Importante lembrar que princípios são normas jurídicas de observância obrigatória e que devem ser interpretados diante dos casos concretos para ganharem densidade e se desdobrarem em regras para o caso que permitam resolver conflitos e garantir os direitos das pessoas.
Devemos nos lembrar que, quando buscamos regras aplicáveis a uma situação especifica, estas regras devem ser interpretadas para a construção da norma, juntamente com os princípios.
Os princípios, por sua maior amplitude regulatória, se aplicam ao maior numero de situações possíveis. Uma diferença importante entre princípios e regras é o fato de que as regras regulam uma situação especifica enquanto os princípios regulam diversas situações.
Não é possível que duas regras regulem a mesma situação de forma distinta, uma deve desaparecer. Já os princípios regulam e protegem simultaneamente um grande numero de situações e caso haja conflito, este só ocorre no caso concreto, onde então, um (ou alguns) dos princípios em conflito, deverá ter sua aplicação afastada, especificamente, naquele caso onde ocorreu o conflito, sendo válido e aplicável em todas as outras situações onde não ocorra conflito semelhante.
Finalmente, lembremos que, caso alguma regra constitucional entre em conflito com os princípios constitucionais em um caso concreto, a regra deve ceder espaço à aplicação do princípio.

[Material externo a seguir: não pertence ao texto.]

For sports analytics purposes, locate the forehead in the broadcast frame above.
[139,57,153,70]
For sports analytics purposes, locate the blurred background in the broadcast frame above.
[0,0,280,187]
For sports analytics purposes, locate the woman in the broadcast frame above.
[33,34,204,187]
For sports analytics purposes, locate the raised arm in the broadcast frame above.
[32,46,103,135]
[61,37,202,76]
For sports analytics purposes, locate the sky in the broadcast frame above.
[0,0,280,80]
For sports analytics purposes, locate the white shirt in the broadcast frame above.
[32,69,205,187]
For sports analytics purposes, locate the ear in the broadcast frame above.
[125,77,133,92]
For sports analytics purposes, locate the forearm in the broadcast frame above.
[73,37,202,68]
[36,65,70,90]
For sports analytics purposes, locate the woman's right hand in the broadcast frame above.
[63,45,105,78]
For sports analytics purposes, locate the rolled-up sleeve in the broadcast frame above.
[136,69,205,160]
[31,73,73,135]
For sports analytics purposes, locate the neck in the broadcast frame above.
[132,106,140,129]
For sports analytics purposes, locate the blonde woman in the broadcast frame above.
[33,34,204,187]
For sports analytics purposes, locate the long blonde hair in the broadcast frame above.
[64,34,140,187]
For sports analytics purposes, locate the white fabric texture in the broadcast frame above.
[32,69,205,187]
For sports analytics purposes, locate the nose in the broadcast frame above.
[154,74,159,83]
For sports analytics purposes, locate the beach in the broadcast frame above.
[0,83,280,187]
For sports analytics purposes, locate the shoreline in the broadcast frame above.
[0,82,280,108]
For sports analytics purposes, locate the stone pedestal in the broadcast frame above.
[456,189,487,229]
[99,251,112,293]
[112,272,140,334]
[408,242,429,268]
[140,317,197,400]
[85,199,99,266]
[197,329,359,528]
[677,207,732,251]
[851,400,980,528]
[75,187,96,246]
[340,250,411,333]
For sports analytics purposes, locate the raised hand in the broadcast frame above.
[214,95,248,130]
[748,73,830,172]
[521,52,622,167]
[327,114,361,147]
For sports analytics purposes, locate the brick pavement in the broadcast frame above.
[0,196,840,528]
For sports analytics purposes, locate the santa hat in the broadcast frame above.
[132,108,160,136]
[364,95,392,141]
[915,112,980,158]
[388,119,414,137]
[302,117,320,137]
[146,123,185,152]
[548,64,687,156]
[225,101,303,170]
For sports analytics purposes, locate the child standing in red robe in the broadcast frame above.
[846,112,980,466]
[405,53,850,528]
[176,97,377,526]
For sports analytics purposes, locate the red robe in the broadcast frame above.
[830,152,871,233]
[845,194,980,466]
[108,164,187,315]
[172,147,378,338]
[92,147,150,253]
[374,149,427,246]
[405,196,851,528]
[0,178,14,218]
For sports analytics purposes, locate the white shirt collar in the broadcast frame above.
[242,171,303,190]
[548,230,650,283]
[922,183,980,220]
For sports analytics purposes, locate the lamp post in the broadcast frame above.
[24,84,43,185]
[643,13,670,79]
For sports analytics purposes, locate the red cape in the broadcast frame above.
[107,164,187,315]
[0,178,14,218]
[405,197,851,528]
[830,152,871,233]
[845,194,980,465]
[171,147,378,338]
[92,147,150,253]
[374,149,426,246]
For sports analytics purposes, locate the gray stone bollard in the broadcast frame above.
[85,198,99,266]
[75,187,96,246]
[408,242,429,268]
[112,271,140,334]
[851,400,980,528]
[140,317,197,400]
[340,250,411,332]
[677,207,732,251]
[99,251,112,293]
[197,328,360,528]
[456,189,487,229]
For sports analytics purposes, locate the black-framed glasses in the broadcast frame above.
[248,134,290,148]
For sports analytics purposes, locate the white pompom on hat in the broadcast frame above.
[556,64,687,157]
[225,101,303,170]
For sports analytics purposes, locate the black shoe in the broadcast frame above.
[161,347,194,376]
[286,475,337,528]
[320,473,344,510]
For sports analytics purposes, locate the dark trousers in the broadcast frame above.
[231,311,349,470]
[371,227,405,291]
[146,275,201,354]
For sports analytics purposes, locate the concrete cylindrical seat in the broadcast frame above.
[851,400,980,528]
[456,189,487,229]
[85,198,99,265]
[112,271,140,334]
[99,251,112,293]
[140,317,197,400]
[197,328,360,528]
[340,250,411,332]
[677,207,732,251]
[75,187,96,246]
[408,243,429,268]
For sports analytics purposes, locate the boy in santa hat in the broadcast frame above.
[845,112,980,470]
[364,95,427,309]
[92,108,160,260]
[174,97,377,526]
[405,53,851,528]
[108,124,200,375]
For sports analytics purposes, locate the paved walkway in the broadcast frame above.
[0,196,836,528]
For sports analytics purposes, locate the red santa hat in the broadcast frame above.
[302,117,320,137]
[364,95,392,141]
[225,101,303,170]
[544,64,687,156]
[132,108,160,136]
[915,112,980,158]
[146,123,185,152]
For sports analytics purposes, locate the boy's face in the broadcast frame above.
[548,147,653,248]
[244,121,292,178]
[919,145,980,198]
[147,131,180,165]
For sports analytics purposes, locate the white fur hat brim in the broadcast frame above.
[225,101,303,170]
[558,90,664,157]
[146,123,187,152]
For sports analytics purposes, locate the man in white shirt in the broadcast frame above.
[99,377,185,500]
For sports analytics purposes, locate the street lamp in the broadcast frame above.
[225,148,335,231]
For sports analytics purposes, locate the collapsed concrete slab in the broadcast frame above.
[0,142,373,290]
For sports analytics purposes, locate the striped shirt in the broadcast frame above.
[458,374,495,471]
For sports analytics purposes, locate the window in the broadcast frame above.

Estamos, portanto, neste artigo 1°, diante de normas constitucionais fundamentais de nosso ordenamento jurídico.
Passemos então a análise sistêmica destes significados que recebem historicamente significantes distintos. Aqui nos interessa sua compreensão contemporânea, democraticamente construída pelo povo, titular da soberania.
República: No passado a palavra República significou uma forma de governo contraposta à Monarquia. Desta forma a República seria uma forma de governo do povo, onde este participaria do governo diretamente ou por meio de representantes, enquanto na Monarquia, haveria o governo de um só, fundado nos privilégios hereditários e numa fundamentação artificial do poder do soberano na vontade divina.
A ideia de República se contrapondo à monarquia, como sendo uma forma de estado onde o governo (unipessoal e ou colegiado) é escolhido pelo povo se refere ao conceito moderno. Importante lembrar que o significado da palavra república mudou muito no decorrer da história.
A ideia de coisa pública e de igualdade é essencial ao conceito de República. A República é um espaço onde não há privilégios hereditários ou qualquer outro. República, portanto, é um espaço de igualdade perante a lei. Ser republicano é reconhecer a coisa pública, os bens públicos, o patrimônio histórico, artístico e cultural como pertencente igualmente a cada pessoa e a todas as pessoas simultaneamente. Em uma República não se admite privilégios, de nenhuma espécie, seja por razão de sobrenome, de riqueza, de conhecimento, cargo, posição profissional ou qualquer outra diferenciação.
Em uma República a pessoa é reconhecida como portadora de direitos iguais seja qual for sua posição. Uma ilustração interessante da ideia republicana na contemporaneidade está na não aceitação de entradas especiais; “carteiradas”; filas furadas; salas especiais; clientes especiais de acordo com a conta bancária; espaços reservados para quem use ternos e gravatas ou prisão especial para quem tem curso superior. Uma coisa é tratar de forma diferente situações diferentes buscando a igualdade, outra coisa é agravar a diferença injustamente, com a criação de privilégios.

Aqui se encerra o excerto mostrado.